How much more valuable is cooking a meal for someone in need, praying for those weighing on your heart, or spending time with your kids? I'm not saying I do it all right. I slip up, I fail daily, and by no means do my desires match up with what God wants for me all the time. I desire worldly things at times to. Does it matter that my house is perfectly organized, clean, and well-kept in the grand scheme of things? NO! But, I still stress about it, and desire for the best kept house I can have. I'm not perfect---and even though I desire God, that doesn't mean I always do the things I know I should do---or even want to do. Paul said in Romans 7:18-20 "For I know the good itself does not dwell in me, that is, in my sinful nature. For I have the desire to do what is good, but I cannot carry it out. For I do no do the good I want to do, but the evil I do not want to do-- this I keep on doing. Now if I do what I do not want to do, it is no longer I who do it, but it is sin living in me that does it."
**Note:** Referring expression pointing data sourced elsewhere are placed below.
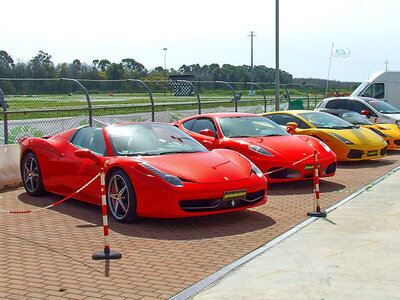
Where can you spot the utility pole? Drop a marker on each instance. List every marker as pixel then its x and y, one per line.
pixel 165 71
pixel 386 63
pixel 251 72
pixel 251 92
pixel 277 55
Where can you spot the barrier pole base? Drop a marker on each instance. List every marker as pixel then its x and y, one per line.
pixel 107 255
pixel 321 214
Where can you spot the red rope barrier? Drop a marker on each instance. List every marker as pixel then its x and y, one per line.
pixel 318 212
pixel 107 253
pixel 51 205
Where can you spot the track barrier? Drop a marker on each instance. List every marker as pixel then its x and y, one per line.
pixel 318 212
pixel 107 253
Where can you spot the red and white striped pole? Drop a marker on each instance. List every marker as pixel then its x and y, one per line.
pixel 318 212
pixel 107 253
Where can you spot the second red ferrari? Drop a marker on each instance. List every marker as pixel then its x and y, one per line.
pixel 279 155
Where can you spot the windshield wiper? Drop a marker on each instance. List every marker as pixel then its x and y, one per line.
pixel 178 152
pixel 239 135
pixel 138 154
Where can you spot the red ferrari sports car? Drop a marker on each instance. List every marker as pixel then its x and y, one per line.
pixel 264 142
pixel 153 170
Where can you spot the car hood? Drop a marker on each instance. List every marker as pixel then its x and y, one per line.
pixel 288 147
pixel 391 116
pixel 358 136
pixel 215 166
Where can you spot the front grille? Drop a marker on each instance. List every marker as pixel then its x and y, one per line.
pixel 353 154
pixel 278 174
pixel 383 151
pixel 285 173
pixel 216 204
pixel 330 169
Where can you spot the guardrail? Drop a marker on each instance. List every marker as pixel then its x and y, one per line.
pixel 44 107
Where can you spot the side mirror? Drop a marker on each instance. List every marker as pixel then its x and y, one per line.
pixel 86 153
pixel 209 133
pixel 365 113
pixel 291 127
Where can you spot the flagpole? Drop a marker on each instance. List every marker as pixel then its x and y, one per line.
pixel 329 70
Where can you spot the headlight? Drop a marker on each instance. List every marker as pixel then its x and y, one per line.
pixel 377 131
pixel 344 140
pixel 254 168
pixel 171 179
pixel 326 147
pixel 260 150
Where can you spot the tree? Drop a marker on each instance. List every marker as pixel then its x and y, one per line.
pixel 6 64
pixel 115 71
pixel 41 66
pixel 132 65
pixel 104 64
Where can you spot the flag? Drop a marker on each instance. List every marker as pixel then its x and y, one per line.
pixel 341 52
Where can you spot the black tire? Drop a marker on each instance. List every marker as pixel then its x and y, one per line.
pixel 31 175
pixel 121 197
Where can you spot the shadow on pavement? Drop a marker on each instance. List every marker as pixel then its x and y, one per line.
pixel 192 228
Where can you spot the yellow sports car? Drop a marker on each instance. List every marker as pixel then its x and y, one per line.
pixel 389 132
pixel 349 142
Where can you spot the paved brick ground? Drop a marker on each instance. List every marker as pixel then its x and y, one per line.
pixel 47 255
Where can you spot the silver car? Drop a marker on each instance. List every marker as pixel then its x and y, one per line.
pixel 374 110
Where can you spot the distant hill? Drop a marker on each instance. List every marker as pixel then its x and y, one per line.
pixel 333 84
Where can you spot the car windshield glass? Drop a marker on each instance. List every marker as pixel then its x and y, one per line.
pixel 151 139
pixel 249 126
pixel 383 107
pixel 325 120
pixel 355 118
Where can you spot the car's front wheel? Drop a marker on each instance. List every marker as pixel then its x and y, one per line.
pixel 121 197
pixel 31 175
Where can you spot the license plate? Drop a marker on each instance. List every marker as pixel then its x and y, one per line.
pixel 311 167
pixel 373 153
pixel 233 195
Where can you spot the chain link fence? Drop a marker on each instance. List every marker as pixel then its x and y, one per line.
pixel 44 107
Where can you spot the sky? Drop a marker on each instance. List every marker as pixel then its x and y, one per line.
pixel 209 31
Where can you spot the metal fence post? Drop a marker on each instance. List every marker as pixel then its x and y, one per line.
pixel 5 120
pixel 87 98
pixel 150 95
pixel 197 92
pixel 233 90
pixel 262 91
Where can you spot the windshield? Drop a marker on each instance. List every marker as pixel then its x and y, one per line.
pixel 249 126
pixel 151 139
pixel 360 88
pixel 325 120
pixel 355 118
pixel 383 107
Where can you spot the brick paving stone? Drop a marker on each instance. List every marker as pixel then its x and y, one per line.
pixel 52 250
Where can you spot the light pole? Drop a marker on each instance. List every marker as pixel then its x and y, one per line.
pixel 165 71
pixel 277 55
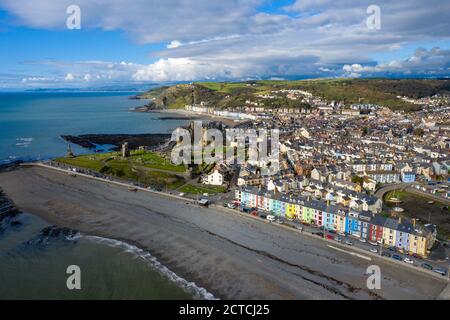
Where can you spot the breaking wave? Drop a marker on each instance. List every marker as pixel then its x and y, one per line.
pixel 190 287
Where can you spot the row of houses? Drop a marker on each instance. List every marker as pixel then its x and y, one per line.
pixel 404 235
pixel 220 113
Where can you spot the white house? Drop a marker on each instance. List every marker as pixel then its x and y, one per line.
pixel 214 178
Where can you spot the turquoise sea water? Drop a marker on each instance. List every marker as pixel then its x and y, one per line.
pixel 33 266
pixel 31 123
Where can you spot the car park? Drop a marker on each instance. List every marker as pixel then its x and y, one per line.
pixel 320 234
pixel 440 271
pixel 427 266
pixel 396 257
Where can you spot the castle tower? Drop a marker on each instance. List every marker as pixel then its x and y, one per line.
pixel 125 150
pixel 69 151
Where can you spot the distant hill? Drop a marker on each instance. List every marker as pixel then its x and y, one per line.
pixel 383 92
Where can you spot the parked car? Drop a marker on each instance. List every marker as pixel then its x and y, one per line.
pixel 427 266
pixel 440 271
pixel 396 257
pixel 320 234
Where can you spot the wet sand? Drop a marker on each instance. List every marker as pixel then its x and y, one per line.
pixel 231 256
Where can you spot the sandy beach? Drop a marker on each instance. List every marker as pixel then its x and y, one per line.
pixel 231 256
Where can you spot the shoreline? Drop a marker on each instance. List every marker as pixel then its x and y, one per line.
pixel 183 114
pixel 228 256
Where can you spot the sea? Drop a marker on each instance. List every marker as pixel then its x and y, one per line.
pixel 34 261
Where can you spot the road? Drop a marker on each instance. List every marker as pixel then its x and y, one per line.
pixel 231 256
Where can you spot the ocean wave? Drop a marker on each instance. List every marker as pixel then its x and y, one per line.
pixel 24 142
pixel 190 287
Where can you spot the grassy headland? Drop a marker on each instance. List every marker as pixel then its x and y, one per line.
pixel 383 92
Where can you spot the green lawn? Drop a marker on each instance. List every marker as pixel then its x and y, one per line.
pixel 131 168
pixel 155 161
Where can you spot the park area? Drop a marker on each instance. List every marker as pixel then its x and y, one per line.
pixel 144 167
pixel 422 208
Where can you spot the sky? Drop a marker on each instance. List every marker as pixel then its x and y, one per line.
pixel 127 42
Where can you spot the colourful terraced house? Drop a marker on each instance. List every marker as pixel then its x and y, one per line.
pixel 403 235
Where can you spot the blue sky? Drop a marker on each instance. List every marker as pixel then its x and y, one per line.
pixel 141 41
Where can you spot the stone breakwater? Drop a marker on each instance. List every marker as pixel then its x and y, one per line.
pixel 7 207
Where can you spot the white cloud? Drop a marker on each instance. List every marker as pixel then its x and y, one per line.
pixel 433 62
pixel 174 44
pixel 69 77
pixel 232 39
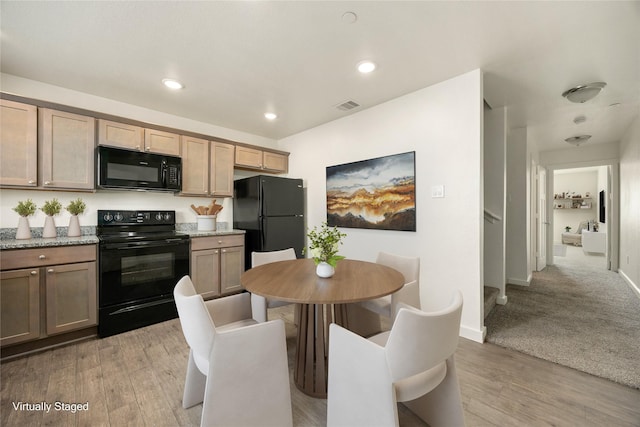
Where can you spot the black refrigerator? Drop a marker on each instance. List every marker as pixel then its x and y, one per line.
pixel 271 211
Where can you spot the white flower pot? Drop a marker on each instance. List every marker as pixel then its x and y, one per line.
pixel 24 231
pixel 74 227
pixel 325 270
pixel 49 229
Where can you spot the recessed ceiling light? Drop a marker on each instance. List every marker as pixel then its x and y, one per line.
pixel 583 93
pixel 577 140
pixel 366 67
pixel 349 17
pixel 172 84
pixel 579 119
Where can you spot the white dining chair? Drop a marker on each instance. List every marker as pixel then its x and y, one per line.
pixel 260 304
pixel 237 366
pixel 413 363
pixel 409 294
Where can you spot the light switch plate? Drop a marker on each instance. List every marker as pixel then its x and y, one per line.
pixel 437 191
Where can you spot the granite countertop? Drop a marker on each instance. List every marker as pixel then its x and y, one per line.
pixel 8 242
pixel 39 242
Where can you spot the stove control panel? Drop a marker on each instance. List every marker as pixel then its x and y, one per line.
pixel 111 217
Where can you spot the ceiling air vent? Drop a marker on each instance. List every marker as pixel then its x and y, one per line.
pixel 347 105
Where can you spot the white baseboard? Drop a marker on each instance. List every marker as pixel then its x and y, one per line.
pixel 520 282
pixel 473 334
pixel 634 286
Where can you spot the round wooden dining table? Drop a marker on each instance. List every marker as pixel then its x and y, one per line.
pixel 320 302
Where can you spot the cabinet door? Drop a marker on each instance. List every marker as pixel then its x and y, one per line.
pixel 205 272
pixel 248 157
pixel 157 141
pixel 231 268
pixel 18 144
pixel 20 306
pixel 195 166
pixel 120 135
pixel 222 156
pixel 71 297
pixel 275 162
pixel 67 150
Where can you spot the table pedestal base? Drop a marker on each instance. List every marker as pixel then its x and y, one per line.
pixel 312 349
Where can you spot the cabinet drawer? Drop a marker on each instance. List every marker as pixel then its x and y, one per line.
pixel 213 242
pixel 25 258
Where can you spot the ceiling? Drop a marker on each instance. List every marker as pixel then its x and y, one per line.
pixel 298 58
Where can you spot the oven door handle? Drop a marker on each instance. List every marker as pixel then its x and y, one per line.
pixel 148 244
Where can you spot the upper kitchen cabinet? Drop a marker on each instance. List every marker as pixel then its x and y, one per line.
pixel 195 166
pixel 122 135
pixel 18 144
pixel 251 158
pixel 66 145
pixel 222 156
pixel 157 141
pixel 275 162
pixel 207 167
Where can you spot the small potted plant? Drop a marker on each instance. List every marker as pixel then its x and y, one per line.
pixel 50 208
pixel 75 208
pixel 324 245
pixel 25 209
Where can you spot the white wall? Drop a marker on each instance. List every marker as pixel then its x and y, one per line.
pixel 518 271
pixel 494 158
pixel 113 199
pixel 629 267
pixel 580 182
pixel 45 92
pixel 443 125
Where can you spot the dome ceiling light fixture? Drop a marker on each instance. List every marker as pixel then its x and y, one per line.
pixel 577 140
pixel 583 93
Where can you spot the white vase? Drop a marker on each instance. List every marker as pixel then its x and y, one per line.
pixel 24 231
pixel 49 229
pixel 325 270
pixel 74 227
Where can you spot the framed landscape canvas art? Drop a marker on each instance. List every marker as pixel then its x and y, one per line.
pixel 377 193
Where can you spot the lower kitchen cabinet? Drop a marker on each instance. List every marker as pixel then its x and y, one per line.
pixel 71 297
pixel 19 306
pixel 216 264
pixel 48 291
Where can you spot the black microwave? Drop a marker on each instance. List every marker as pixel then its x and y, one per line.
pixel 125 169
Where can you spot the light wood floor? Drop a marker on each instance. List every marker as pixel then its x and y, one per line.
pixel 137 378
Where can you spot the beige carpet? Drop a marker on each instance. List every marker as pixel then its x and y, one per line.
pixel 577 314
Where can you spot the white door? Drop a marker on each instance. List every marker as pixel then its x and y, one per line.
pixel 541 249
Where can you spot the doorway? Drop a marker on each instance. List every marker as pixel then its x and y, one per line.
pixel 580 215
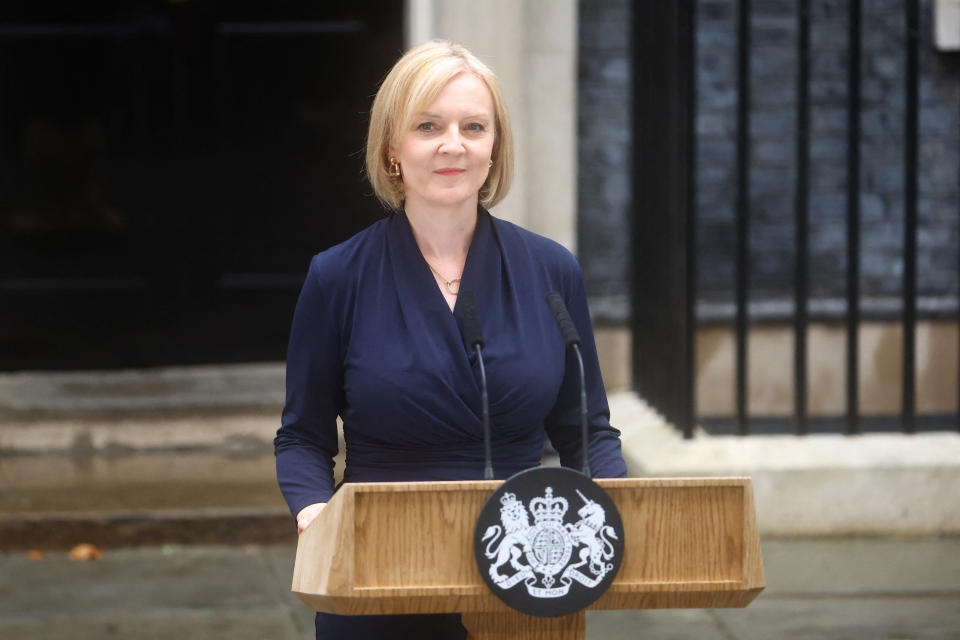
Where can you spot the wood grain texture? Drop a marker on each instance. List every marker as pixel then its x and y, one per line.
pixel 513 625
pixel 408 547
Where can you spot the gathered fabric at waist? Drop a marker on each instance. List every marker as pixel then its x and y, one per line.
pixel 368 461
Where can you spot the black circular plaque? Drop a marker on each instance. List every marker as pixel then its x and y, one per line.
pixel 549 541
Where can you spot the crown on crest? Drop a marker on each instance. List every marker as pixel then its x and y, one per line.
pixel 548 508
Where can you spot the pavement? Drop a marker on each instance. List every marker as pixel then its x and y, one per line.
pixel 170 474
pixel 823 589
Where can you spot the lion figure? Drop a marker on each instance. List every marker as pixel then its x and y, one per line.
pixel 516 524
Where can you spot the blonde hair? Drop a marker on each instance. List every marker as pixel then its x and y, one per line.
pixel 414 83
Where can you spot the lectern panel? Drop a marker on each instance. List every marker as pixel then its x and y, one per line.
pixel 416 538
pixel 683 533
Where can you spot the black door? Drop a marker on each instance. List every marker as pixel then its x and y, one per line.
pixel 167 168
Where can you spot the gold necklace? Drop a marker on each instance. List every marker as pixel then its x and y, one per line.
pixel 449 283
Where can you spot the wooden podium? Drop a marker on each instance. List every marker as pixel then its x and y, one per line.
pixel 407 547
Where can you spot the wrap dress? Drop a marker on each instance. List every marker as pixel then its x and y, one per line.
pixel 374 342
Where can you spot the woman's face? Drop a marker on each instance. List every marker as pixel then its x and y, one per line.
pixel 445 154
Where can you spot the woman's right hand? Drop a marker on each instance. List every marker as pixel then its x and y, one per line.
pixel 307 514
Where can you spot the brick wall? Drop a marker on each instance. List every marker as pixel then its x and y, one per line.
pixel 604 181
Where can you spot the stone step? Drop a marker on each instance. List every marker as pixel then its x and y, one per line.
pixel 55 501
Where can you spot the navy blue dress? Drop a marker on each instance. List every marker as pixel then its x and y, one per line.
pixel 373 341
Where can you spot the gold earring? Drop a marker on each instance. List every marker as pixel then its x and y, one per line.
pixel 394 168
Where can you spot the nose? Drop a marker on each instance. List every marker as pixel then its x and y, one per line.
pixel 452 141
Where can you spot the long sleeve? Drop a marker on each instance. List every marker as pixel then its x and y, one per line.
pixel 307 439
pixel 563 422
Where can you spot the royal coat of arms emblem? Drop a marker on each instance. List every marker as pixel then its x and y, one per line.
pixel 555 552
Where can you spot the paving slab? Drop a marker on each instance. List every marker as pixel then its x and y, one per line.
pixel 892 589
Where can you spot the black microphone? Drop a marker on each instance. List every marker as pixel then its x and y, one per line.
pixel 572 339
pixel 474 337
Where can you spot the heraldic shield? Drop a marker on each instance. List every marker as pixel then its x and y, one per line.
pixel 565 558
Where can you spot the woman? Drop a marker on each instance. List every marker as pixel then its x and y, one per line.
pixel 376 337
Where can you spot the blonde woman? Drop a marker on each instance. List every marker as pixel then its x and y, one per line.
pixel 376 336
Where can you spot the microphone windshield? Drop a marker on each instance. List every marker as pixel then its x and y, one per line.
pixel 471 321
pixel 567 328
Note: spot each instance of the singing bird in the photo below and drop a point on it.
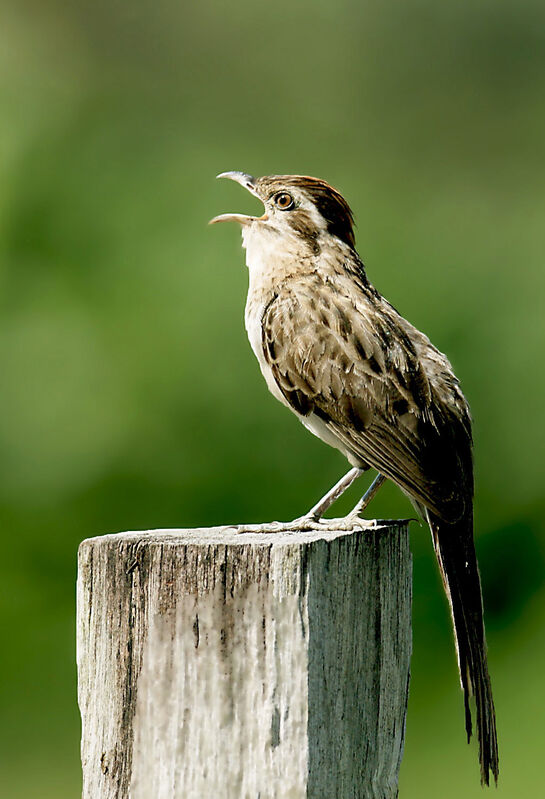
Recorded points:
(364, 380)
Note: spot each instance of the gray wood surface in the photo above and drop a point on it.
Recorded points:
(253, 665)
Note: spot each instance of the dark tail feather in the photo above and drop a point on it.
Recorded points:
(455, 552)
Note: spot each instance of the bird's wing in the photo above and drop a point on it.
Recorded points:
(353, 361)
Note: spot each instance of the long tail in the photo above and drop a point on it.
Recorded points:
(455, 552)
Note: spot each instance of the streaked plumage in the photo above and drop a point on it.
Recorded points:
(367, 382)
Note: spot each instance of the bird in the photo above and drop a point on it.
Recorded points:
(367, 382)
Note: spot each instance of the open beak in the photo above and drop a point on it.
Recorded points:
(249, 183)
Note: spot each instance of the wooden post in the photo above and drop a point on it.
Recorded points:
(244, 666)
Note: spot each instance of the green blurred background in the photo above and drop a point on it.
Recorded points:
(130, 398)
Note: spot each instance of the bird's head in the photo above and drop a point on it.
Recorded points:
(306, 208)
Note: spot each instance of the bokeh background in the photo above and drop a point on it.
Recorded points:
(130, 398)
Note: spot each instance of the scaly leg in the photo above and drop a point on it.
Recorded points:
(313, 519)
(367, 497)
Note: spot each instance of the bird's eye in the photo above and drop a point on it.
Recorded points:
(284, 201)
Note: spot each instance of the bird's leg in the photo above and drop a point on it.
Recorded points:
(333, 494)
(367, 497)
(313, 519)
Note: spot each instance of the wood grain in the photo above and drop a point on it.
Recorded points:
(259, 665)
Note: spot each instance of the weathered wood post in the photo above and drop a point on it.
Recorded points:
(217, 665)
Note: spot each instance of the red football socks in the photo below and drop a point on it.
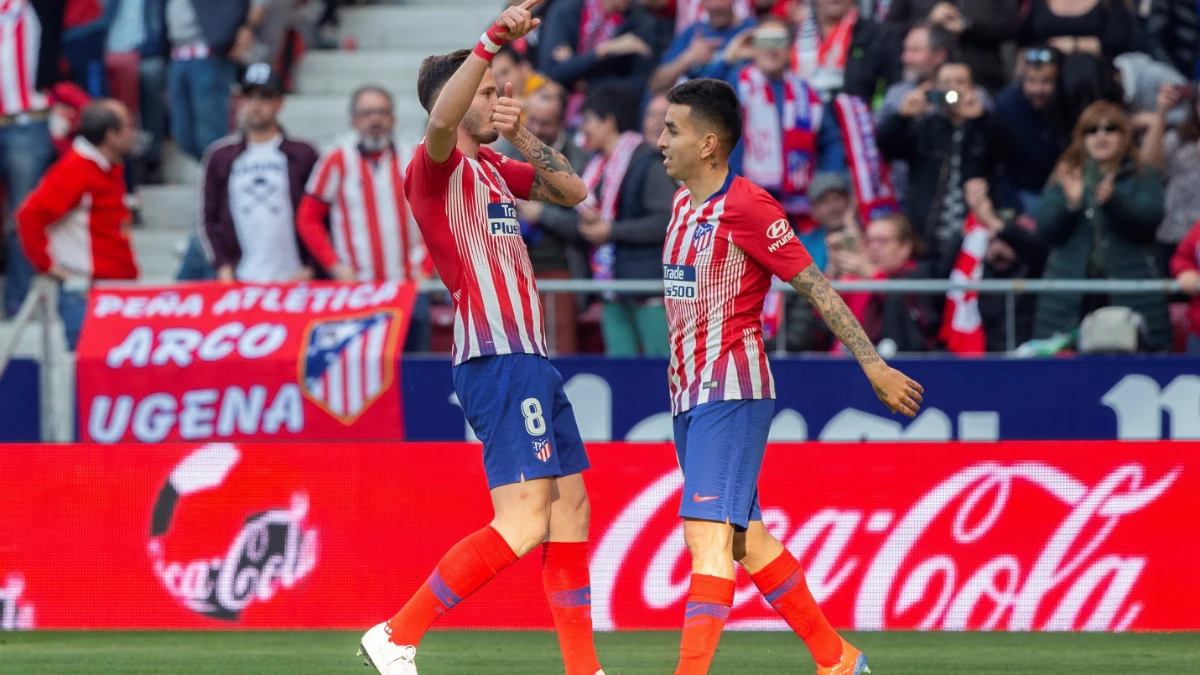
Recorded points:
(709, 599)
(783, 584)
(466, 568)
(564, 572)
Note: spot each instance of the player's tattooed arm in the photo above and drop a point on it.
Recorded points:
(895, 389)
(556, 181)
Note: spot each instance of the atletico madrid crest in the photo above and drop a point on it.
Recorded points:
(346, 364)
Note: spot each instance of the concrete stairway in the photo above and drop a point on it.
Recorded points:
(391, 41)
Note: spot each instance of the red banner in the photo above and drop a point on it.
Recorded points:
(207, 362)
(1007, 537)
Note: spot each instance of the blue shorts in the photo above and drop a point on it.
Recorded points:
(516, 406)
(720, 448)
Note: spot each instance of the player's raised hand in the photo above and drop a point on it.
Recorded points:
(507, 113)
(516, 22)
(895, 389)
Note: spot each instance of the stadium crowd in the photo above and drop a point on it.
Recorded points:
(905, 139)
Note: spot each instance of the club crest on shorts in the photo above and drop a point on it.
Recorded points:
(703, 236)
(345, 363)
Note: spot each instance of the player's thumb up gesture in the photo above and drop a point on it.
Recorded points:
(516, 22)
(507, 113)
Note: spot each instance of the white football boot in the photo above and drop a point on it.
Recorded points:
(377, 650)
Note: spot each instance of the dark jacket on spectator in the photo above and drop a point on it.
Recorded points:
(1123, 228)
(925, 144)
(871, 64)
(220, 21)
(1038, 141)
(49, 49)
(990, 23)
(1174, 29)
(643, 211)
(562, 27)
(217, 219)
(1030, 262)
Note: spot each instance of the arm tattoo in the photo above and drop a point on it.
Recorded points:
(550, 165)
(815, 287)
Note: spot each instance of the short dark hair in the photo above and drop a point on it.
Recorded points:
(435, 72)
(97, 119)
(940, 40)
(509, 51)
(953, 61)
(371, 89)
(713, 103)
(616, 101)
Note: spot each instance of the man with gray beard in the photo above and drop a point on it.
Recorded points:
(354, 217)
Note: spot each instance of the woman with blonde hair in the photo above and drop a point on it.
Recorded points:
(1099, 214)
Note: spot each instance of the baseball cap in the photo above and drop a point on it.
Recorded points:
(823, 183)
(262, 77)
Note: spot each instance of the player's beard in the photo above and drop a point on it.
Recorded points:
(473, 123)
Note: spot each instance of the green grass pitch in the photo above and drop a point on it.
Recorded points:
(467, 652)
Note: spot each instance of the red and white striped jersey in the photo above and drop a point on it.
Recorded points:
(466, 209)
(372, 226)
(717, 267)
(21, 36)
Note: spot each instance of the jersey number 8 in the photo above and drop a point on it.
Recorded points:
(535, 424)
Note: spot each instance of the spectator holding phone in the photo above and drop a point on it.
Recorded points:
(1099, 214)
(947, 137)
(1176, 153)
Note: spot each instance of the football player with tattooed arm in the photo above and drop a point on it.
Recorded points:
(463, 197)
(726, 239)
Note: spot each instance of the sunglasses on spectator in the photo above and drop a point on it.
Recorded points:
(1038, 57)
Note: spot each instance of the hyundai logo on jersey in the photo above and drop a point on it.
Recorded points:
(502, 220)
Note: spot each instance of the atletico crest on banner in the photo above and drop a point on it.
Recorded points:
(345, 363)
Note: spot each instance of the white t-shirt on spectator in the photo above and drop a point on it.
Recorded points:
(261, 201)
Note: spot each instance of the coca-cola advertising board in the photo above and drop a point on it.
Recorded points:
(1018, 536)
(213, 362)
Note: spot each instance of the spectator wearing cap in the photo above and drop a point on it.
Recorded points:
(251, 189)
(838, 51)
(25, 147)
(207, 40)
(696, 51)
(75, 225)
(595, 42)
(1029, 111)
(981, 29)
(358, 189)
(551, 232)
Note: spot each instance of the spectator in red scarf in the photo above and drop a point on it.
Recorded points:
(594, 42)
(888, 250)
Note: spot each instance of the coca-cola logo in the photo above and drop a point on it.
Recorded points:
(268, 551)
(15, 614)
(1018, 547)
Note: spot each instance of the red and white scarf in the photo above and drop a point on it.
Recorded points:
(607, 173)
(868, 171)
(689, 12)
(597, 25)
(821, 60)
(779, 154)
(963, 326)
It's a struggle that's existed from the beginning of time since Adam and Eve first sinned in the garden of Eden.
Equipping my kids with the tools necessary to deal with our corrupt world is a huge task at hand. One in which I could not do alone without the help of God.
Thankfully, I have that promise.
"Be confident of this, that he who began a good work in you will carry it on to completion until the day of Christ Jesus." Philippians 1:6
God bless everyone! Have a great week, and keep fighting the good fight!